The swings range from a copper seat shaped as a huge Oak leaf at Montacute House, a traditional swing made from felled Horse Chestnut trees at Barrington Court and a sensory herbal pod swing at Lytes Cary Manor.
Designed to provoke nostalgic memories of childhood fun and to encourage visitors out into areas not always visited, the swings are dotted around the grounds and gardens of four of our locations in south Somerset. Most of the individual swings have a particular theme, and have been inspired by stories from the houses, gardens and surrounding area.
Richard Higgs, general manager for south Somerset, said: ‘We all have those memories of summer days spent playing on creaky swings surrounded by the smell of grass. We wanted to let our visitors relive those memories, perhaps in a little more relaxing way, with a very varied choice of swings and seats dotted around our sites, just waiting to be discovered, tried and enjoyed.’
The highlights are two large copper swings fashioned as Oak leaves created by designer Stephen Myburgh, who is known for his unique garden furniture which is both functional and sympathetic to the environment.
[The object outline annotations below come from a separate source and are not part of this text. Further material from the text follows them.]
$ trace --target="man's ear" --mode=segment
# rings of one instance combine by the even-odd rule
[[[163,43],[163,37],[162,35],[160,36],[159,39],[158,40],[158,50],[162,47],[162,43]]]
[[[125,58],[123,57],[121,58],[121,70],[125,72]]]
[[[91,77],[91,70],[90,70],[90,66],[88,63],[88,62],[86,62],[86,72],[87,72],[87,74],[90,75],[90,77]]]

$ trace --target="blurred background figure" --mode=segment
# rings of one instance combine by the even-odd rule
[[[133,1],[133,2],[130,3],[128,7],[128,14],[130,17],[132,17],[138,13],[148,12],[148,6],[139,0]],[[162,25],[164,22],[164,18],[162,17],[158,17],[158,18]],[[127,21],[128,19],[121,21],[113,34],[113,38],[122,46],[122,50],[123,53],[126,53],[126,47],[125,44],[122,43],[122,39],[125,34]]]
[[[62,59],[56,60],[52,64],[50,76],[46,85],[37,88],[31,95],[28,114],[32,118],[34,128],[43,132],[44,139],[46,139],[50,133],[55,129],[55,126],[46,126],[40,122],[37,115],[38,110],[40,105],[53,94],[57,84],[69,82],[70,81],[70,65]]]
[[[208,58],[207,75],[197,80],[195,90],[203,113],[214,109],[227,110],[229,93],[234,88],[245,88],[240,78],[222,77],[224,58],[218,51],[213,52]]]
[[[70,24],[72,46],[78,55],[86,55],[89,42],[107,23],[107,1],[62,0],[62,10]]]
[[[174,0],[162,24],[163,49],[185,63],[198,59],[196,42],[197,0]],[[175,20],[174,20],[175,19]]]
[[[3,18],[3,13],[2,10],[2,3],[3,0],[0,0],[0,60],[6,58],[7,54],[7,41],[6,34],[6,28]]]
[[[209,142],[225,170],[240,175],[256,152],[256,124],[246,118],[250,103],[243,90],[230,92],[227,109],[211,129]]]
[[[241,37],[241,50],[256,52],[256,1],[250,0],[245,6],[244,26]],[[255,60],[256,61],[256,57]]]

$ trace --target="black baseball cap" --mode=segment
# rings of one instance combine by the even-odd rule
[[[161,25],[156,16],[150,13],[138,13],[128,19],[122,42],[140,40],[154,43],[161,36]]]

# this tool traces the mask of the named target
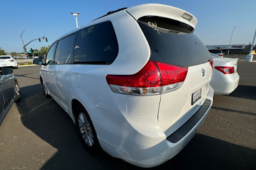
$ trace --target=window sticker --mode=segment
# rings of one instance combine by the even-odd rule
[[[157,29],[157,25],[156,22],[152,23],[151,22],[148,22],[148,24],[150,27],[154,28],[154,29],[155,29],[156,31],[157,31],[157,33],[160,35],[159,31]]]
[[[92,26],[92,27],[89,27],[87,29],[87,31],[84,30],[84,31],[81,31],[81,36],[82,37],[86,36],[89,33],[92,33],[92,31],[93,31],[93,29],[94,29],[94,26]]]

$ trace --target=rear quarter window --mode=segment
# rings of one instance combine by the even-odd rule
[[[118,45],[110,21],[78,31],[74,63],[111,64],[118,52]]]
[[[144,17],[138,20],[138,24],[150,47],[150,60],[189,66],[211,59],[191,27],[184,23],[163,17]]]
[[[10,59],[10,57],[0,57],[0,59]]]

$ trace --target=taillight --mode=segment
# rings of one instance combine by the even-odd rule
[[[211,59],[210,64],[211,64],[211,66],[212,66],[212,68],[213,69],[214,66],[213,65],[213,59]]]
[[[134,75],[108,75],[106,79],[114,92],[129,95],[158,95],[179,88],[188,67],[150,61]]]
[[[230,74],[235,72],[235,68],[234,66],[215,66],[214,68],[223,74]]]

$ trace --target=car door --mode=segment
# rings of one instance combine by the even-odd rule
[[[1,77],[2,76],[0,75],[0,79]],[[2,92],[2,84],[1,84],[0,82],[0,122],[1,120],[2,120],[3,116],[4,115],[4,96]]]
[[[54,98],[66,110],[72,96],[72,58],[76,34],[68,35],[60,40],[57,45],[53,65],[53,75],[51,79],[52,84],[51,93]]]
[[[8,74],[3,75],[0,79],[0,86],[4,101],[3,105],[4,111],[7,110],[12,100],[14,98],[13,79],[14,77],[12,74]]]
[[[45,65],[41,68],[41,76],[47,91],[51,95],[52,82],[51,76],[53,75],[53,65],[56,43],[54,43],[48,50],[45,59]]]

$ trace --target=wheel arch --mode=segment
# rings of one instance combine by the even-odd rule
[[[85,107],[76,98],[72,99],[71,101],[71,109],[72,109],[72,115],[73,117],[72,118],[73,121],[75,124],[76,124],[76,114],[77,114],[77,112],[76,112],[76,107],[77,105],[81,105],[83,107],[84,107],[84,110],[87,112],[87,113],[88,113]]]

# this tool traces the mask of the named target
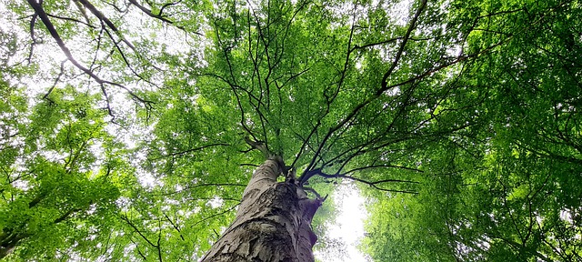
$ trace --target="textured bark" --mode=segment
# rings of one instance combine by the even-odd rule
[[[253,174],[236,218],[203,262],[314,261],[311,218],[321,201],[308,199],[295,184],[276,182],[280,163],[266,160]]]

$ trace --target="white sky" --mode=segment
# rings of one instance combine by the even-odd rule
[[[346,255],[334,254],[333,250],[315,252],[317,259],[326,262],[365,262],[364,254],[357,249],[359,241],[364,237],[364,220],[367,218],[367,212],[364,207],[365,198],[360,196],[353,183],[339,186],[333,194],[334,201],[337,203],[339,215],[336,221],[328,227],[327,237],[345,244]],[[325,205],[325,204],[324,204]]]

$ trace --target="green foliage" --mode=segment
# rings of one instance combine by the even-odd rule
[[[265,153],[359,183],[374,260],[582,259],[579,1],[35,3],[0,8],[5,259],[196,260]]]

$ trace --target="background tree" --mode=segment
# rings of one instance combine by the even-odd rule
[[[522,2],[8,3],[0,254],[199,259],[265,163],[376,260],[579,259],[580,4]]]

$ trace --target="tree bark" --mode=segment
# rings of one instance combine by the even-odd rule
[[[277,182],[283,165],[271,158],[256,168],[236,218],[202,262],[314,261],[311,219],[321,200],[307,198],[294,183]]]

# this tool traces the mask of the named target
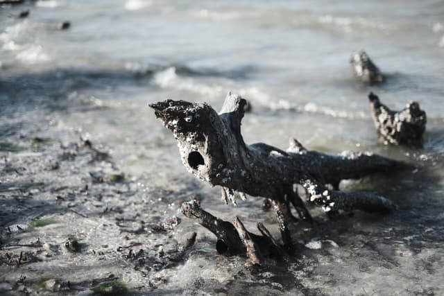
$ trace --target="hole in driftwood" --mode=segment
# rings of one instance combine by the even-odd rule
[[[223,254],[228,250],[228,246],[223,241],[219,239],[216,242],[216,250],[219,254]]]
[[[188,164],[193,169],[197,170],[199,166],[205,164],[205,162],[203,160],[200,153],[197,151],[193,151],[188,155]]]

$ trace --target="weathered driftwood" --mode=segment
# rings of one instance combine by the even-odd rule
[[[248,232],[238,217],[233,223],[214,217],[196,200],[182,204],[184,215],[194,219],[217,237],[216,249],[220,254],[246,254],[250,262],[261,265],[265,257],[282,259],[286,253],[262,223],[257,228],[262,236]]]
[[[368,99],[375,126],[384,141],[395,145],[422,146],[427,116],[417,102],[410,102],[404,109],[396,112],[381,103],[372,92]]]
[[[372,212],[395,208],[392,202],[373,193],[339,191],[341,180],[392,169],[397,165],[395,161],[370,153],[321,153],[307,150],[295,139],[287,151],[263,143],[248,146],[241,134],[245,104],[244,98],[229,94],[219,114],[206,103],[183,101],[167,100],[151,107],[173,132],[182,163],[190,173],[211,185],[221,186],[226,198],[233,202],[236,192],[273,201],[286,247],[291,245],[287,224],[296,219],[291,204],[300,218],[312,221],[293,190],[294,184],[302,184],[309,200],[327,212],[339,209]],[[236,229],[223,222],[205,224],[220,239],[223,233],[231,234],[226,237],[235,236],[232,233]],[[221,228],[225,230],[220,232]],[[239,245],[230,243],[228,238],[224,241],[228,249]]]
[[[365,51],[354,52],[352,54],[350,62],[353,76],[359,81],[368,85],[377,84],[384,81],[384,76]]]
‘Stephen’s garden swings have a sculpture like quality to them, and are inspired by some of the most beautiful places in our gardens, added Richard. ‘We hope they will give visitors an unusual place to sit and enjoy the views across Montacute and Barrington.’
Other designs include one created by volunteers at Montacute House, inspired by the burning basket, the emblem of the Phelips family who previously lived there, and Tranquility, a three-seater swing with a fanned back at Tintinhull Garden.
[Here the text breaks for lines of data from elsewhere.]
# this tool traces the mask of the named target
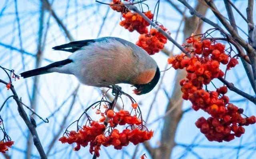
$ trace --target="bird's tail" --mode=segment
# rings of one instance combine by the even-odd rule
[[[23,77],[24,78],[26,78],[35,76],[48,74],[52,72],[49,70],[50,68],[55,67],[60,67],[72,62],[72,61],[70,59],[66,59],[58,61],[44,67],[22,72],[20,74],[20,76]]]

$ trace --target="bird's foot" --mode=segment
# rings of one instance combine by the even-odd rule
[[[115,94],[117,92],[120,92],[122,91],[122,87],[115,85],[112,85],[112,94]]]

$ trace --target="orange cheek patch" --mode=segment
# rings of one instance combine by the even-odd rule
[[[146,84],[151,81],[155,76],[155,70],[151,69],[140,74],[133,80],[134,84]]]

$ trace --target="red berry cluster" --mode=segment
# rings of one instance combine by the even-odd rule
[[[132,106],[136,109],[138,105],[136,103],[133,103]],[[100,114],[102,116],[99,119],[100,122],[109,123],[109,126],[107,128],[108,128],[108,130],[106,131],[108,132],[108,135],[104,133],[106,128],[104,124],[90,121],[90,126],[84,125],[78,132],[71,131],[67,134],[68,137],[62,137],[59,140],[62,143],[76,143],[77,145],[74,149],[75,151],[78,151],[81,146],[84,147],[90,143],[90,153],[92,154],[94,152],[96,156],[98,157],[102,145],[105,147],[112,145],[114,149],[121,149],[123,146],[128,145],[130,142],[136,145],[150,139],[153,136],[153,132],[148,131],[146,128],[143,130],[143,128],[145,127],[142,125],[141,121],[136,115],[131,115],[128,111],[122,109],[115,112],[113,110],[106,109],[104,113],[101,113],[98,109],[96,113]],[[128,127],[130,127],[131,129],[126,128],[120,133],[115,128],[118,125],[126,124],[130,125]]]
[[[140,47],[151,55],[159,52],[164,48],[164,44],[167,42],[167,39],[155,29],[151,29],[149,33],[148,26],[150,24],[140,15],[136,12],[132,12],[126,8],[124,6],[114,5],[123,4],[120,0],[113,0],[110,6],[113,10],[121,12],[122,17],[124,19],[119,24],[130,32],[137,31],[140,34],[139,40],[136,44]],[[149,19],[152,20],[154,14],[150,11],[143,13]],[[164,31],[167,29],[162,25],[159,26]]]
[[[121,149],[123,146],[127,146],[130,142],[134,145],[150,140],[153,136],[152,131],[141,130],[138,128],[132,130],[125,129],[120,133],[117,129],[114,129],[108,137],[104,135],[98,136],[96,139],[90,143],[90,152],[94,152],[96,156],[98,157],[98,150],[101,145],[107,147],[113,145],[116,149]],[[98,155],[97,156],[97,154]]]
[[[14,144],[14,141],[8,141],[4,142],[2,141],[0,141],[0,152],[2,153],[5,153],[8,151],[8,147],[11,148],[12,145]]]
[[[151,12],[148,11],[144,13],[149,19],[152,19],[154,14]],[[132,13],[129,11],[122,14],[122,16],[124,18],[120,22],[119,24],[130,32],[136,30],[140,34],[146,34],[148,32],[148,26],[150,24],[137,13]]]
[[[228,97],[225,95],[228,91],[226,86],[216,91],[203,89],[203,85],[224,76],[224,72],[220,69],[220,64],[227,64],[227,69],[229,69],[238,64],[237,60],[225,53],[225,46],[221,43],[194,36],[186,42],[192,44],[190,46],[193,48],[189,50],[188,47],[186,48],[191,57],[182,53],[169,58],[168,62],[176,70],[186,68],[186,79],[180,82],[182,98],[189,100],[195,111],[202,109],[211,116],[207,120],[200,118],[195,123],[196,126],[210,141],[229,141],[234,136],[240,137],[244,133],[242,126],[255,123],[255,117],[242,117],[243,109],[229,103]]]
[[[160,26],[164,31],[167,29],[162,25]],[[156,29],[151,29],[149,34],[141,34],[136,45],[142,48],[150,55],[154,55],[164,48],[167,42],[167,38]]]
[[[122,109],[119,112],[116,112],[113,116],[112,115],[112,112],[114,111],[109,110],[107,112],[107,115],[110,119],[108,122],[111,127],[115,127],[118,125],[124,125],[126,124],[135,124],[137,125],[141,124],[140,120],[139,119],[136,115],[131,115],[128,111]]]
[[[124,3],[121,2],[120,0],[113,0],[110,3],[110,6],[111,9],[114,10],[115,10],[117,12],[124,13],[127,9],[124,5],[122,5],[122,4],[124,4]]]
[[[93,141],[96,137],[102,134],[106,129],[104,124],[100,124],[98,121],[93,121],[90,126],[84,125],[78,132],[70,131],[69,136],[63,136],[59,139],[62,143],[68,143],[69,144],[76,143],[77,146],[74,150],[80,149],[80,145],[84,147],[90,142]]]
‘We’re well known for these inspiring and intriguing houses but many of our visitors don’t venture out to discover that the gardens and grounds can give just as much enjoyment, out in the fresh air,’ added Richard. ‘By seeking out these swings dotted around the landscape, we hope they will find new places of interest, as well as a new way of having fun.’
The fourteen swings are scattered around the grounds of Barrington Court, Lytes Cary Manor, Montacute House and Tintinhull Garden. For safety, the trees from which the swings are hung have all been rigorously inspected and each swing will be checked daily by our staff.